Feb 21, 2025

Orderlion: On a really Good Run, Building Europe's Leading Food Supply Platform

A few years ago, no one in the industry believed that the food supply chain could be digitized. But with Orderlion, founders Stefan Strohmer and Patrick Schubert proved otherwise. Today, their Orderlion app supports over 500 suppliers and more than 15,000 restaurants across Europe. “We’re on a really good run,” says CEO Stefan. How did he make it happen? We asked him.


Stefan, you and Patrick originally just wanted to apply your university knowledge in practice. That turned into Orderlion. How did that happen?

Right after university, we founded our first company—a consulting agency that developed specialized software for other businesses. Over time, we gained more and more clients in the food industry, including international restaurant chains like Vapiano and Burger King, major supermarket chains like REWE as well as wholesalers.
We implemented projects in production, procurement, sales, and ultimately across the entire supply chain. What we realized was that companies—whether producers, wholesalers, or restaurateurs—managed their internal processes well. But challenges always arose when dealing with suppliers and partners. No one had a solution for that. So, we started researching.


What did you find out?

The food supply chain is one of the largest industries worldwide. There are millions of restaurants in Europe and half a million wholesalers, overall we are looking at an astounding €2 trillion annual purchasing volume.


That sounds promising.

Yes, but when you dive into the details, it’s not so easy. We spoke with several vegetable wholesalers, for example, and asked how they run their businesses. The answer was always the same: pen and paper, phone calls, voicemail, fax machines. The average restaurateur orders from 5 to 20 different suppliers. And then you have all sorts of suppliers in each country for beverages, meat, vegetables, packaging, cleaning products—you name it. That’s when we realized it’s not just a huge market; it’s also incredibly complex.


Yet, you took the leap. What was your "Aha!" moment?

Our customers had already told us that if we managed to develop a good product, they would be willing to pay for it. We spent the first year building the initial prototype in our free time and tested it with our existing customers. It worked. That was the defining moment when we said, "Okay, this has massive potential. It won’t be easy, but it’s doable." That’s when we officially founded Orderlion.


Even before development, we had commitments from customers willing to pay for a supply chain platform.

You say you have the most comprehensive product on the market and, at the same time, a ‘super simple ordering app.’ How do these two things go together? More features usually mean more complexity.

Our approach is product discovery. The customer doesn’t need to see or understand the entire product right away. They discover more features over time. It’s like an iPhone—you don’t see everything at once.

In principle, we have two levels of detail. The first level is very simple and user-friendly. The second level provides access to more advanced features, which are only needed occasionally or at a later stage.


A great product hides features from you until you actually need them.

You’re active in ten countries. What were the biggest challenges?
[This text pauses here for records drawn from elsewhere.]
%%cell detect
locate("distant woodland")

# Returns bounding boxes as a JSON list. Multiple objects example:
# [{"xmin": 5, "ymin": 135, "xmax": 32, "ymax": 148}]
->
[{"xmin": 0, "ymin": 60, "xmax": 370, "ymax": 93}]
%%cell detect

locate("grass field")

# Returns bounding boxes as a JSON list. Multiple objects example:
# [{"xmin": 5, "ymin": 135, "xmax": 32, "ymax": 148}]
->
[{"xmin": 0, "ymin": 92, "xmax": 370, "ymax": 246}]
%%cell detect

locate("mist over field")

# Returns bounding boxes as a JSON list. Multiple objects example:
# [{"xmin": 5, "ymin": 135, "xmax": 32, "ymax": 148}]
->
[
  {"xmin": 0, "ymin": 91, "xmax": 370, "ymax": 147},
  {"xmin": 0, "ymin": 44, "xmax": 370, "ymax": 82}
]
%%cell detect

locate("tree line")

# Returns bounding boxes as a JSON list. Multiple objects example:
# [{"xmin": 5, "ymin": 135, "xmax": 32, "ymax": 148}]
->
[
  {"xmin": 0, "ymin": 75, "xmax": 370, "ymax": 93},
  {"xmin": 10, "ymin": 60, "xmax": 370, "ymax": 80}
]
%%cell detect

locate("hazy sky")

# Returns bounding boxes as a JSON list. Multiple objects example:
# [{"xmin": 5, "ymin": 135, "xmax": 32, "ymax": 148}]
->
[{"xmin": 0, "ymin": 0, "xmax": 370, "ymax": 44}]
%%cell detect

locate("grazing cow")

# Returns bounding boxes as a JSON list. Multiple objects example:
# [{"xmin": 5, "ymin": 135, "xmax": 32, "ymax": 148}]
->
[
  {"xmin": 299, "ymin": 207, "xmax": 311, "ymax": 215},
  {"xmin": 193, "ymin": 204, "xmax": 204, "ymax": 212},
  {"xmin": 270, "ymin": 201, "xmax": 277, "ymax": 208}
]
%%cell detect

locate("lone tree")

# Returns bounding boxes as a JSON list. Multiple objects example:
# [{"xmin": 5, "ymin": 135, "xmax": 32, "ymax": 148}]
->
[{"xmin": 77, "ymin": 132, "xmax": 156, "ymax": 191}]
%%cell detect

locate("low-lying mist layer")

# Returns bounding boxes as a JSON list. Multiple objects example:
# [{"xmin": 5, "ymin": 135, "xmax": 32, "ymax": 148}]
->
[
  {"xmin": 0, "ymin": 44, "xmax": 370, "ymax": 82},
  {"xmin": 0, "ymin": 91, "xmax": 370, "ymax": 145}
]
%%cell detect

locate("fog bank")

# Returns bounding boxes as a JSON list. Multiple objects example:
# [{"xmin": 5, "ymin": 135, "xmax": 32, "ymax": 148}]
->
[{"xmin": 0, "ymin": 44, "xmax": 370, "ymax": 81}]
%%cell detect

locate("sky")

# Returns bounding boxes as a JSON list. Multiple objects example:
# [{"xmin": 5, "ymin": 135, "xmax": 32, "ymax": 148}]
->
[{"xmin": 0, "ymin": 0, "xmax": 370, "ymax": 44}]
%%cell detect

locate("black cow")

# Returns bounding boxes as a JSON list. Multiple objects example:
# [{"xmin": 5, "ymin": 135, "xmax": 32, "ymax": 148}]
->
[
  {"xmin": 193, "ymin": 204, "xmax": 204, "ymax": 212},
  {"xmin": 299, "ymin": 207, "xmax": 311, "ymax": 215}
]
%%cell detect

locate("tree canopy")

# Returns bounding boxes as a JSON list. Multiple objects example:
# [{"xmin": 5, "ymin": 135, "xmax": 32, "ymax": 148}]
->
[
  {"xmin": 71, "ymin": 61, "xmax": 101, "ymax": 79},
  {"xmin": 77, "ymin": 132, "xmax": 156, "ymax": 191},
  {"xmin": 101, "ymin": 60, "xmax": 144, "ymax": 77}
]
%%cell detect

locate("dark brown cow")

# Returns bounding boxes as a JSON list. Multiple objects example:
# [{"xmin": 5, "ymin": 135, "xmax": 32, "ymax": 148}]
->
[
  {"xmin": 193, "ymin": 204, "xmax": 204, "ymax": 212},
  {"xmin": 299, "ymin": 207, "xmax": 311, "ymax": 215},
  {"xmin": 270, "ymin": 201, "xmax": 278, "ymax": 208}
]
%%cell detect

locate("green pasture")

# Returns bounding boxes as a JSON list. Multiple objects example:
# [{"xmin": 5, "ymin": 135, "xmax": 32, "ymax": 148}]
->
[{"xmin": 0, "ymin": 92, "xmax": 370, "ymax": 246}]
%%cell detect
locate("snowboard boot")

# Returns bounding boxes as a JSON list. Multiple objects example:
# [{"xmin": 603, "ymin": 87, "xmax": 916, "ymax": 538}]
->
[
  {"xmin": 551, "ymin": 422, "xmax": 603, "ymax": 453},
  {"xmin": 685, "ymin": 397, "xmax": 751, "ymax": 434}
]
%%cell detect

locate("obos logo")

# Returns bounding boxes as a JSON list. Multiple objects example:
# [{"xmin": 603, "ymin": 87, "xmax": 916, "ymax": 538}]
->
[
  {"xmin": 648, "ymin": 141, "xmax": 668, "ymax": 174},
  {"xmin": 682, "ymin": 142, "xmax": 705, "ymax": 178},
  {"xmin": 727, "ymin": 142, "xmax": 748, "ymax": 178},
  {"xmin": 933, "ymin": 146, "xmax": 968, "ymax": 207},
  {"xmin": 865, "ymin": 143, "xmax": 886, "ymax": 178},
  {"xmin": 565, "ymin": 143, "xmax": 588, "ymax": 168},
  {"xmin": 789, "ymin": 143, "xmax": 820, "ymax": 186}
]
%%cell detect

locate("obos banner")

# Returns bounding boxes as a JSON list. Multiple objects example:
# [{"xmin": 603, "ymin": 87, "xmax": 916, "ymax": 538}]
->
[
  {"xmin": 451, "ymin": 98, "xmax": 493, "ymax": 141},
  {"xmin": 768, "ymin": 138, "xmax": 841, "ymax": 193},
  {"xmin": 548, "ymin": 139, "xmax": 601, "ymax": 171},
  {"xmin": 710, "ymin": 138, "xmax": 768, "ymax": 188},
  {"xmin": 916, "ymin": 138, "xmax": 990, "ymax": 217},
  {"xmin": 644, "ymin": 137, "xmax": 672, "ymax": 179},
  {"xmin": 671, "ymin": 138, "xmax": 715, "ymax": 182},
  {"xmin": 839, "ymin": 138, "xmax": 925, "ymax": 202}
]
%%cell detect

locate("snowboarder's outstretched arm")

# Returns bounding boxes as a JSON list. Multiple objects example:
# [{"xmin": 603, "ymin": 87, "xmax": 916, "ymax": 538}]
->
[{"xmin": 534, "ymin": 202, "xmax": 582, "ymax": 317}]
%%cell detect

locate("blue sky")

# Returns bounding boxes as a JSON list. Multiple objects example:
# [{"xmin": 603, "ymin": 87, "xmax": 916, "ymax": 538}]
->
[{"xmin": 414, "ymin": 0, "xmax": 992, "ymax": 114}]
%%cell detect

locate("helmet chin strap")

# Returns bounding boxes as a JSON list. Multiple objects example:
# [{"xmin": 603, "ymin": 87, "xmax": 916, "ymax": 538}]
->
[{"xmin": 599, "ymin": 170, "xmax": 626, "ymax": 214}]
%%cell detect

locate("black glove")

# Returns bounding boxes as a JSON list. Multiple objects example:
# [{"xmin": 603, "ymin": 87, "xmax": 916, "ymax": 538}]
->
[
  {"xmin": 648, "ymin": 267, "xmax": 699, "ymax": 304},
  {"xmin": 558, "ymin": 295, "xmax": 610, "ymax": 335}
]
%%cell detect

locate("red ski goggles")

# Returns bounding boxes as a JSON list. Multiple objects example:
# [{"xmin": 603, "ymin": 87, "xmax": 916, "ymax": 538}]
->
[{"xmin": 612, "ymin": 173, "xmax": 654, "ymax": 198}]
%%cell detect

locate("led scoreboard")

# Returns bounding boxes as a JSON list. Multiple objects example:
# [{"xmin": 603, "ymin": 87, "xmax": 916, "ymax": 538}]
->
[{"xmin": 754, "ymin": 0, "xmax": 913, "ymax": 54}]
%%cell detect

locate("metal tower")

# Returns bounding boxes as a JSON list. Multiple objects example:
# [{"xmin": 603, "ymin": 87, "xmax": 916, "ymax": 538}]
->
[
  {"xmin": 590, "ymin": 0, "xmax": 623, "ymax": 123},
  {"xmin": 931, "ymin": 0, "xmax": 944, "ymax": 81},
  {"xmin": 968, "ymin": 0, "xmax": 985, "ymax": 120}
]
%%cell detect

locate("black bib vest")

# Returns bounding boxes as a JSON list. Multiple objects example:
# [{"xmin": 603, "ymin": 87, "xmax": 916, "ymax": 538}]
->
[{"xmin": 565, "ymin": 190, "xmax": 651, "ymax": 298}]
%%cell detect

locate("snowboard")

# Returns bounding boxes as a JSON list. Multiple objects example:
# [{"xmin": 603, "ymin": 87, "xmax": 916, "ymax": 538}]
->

In Europe, you face different languages and cultural differences. In Germany, customers expect data and facts, while in England, they prefer a story with polite introductions. It’s not just about translation but also about adapting communication styles. That means you need people who truly understand the language and culture. And you won’t find all of them in Vienna. You need local teams, which is why many startups with traditional office models struggle to expand across Europe early on.


How do you manage your Europe-wide team from Vienna?

We built our team remotely from day one. That makes it easier compared to companies trying to introduce remote work later. What works well for us is that each team meets in person once per quarter, and the entire company gathers physically twice a year.
Another key aspect is that I’m obsessively focused on focus.


Obsessively focused on focus?

That means minimizing meetings, Slack messages, and emails so that everyone can concentrate on their core tasks and be productive. In many companies, people get to Friday and wonder where their time went. Often, it’s a matter of company culture.


How do you ensure focus within your team?

You have to distinguish between creative workers and managers. You may know Paul Graham’s famous 2009 essay from Y Combinator about the “Maker vs. Manager Schedule.”
As a maker, you just want to program and stay in your flow without interruptions. As a manager, it’s fine to work in smaller time blocks and attend multiple meetings.
The mistake is forcing someone with a maker schedule—like a developer—into a manager schedule, such as product planning. Keeping these two work styles separate is crucial for maintaining focus. Distinguishing between maker and manager schedules is essential for maintaining focus.


You say you are having a good run. Looking back, what’s your biggest learning?

In hindsight, I should have been more impatient at times—setting shorter deadlines and pushing for faster execution. If you say, "I want to accomplish this in three months," ask yourself if it can be done in four weeks. In my experience, it usually can.


Achieve more in less time? The trick is to give yourself less time and ask, "Can we do this in half the time?"

Do you have a final tip for other SaaS startups?


As a SaaS company, never customize for individual clients. The moment you start tailoring features for specific customers, you’re in trouble. You have to resist that temptation.


Fascinating insights—thank you, Stefan! Wishing you continued success on your run!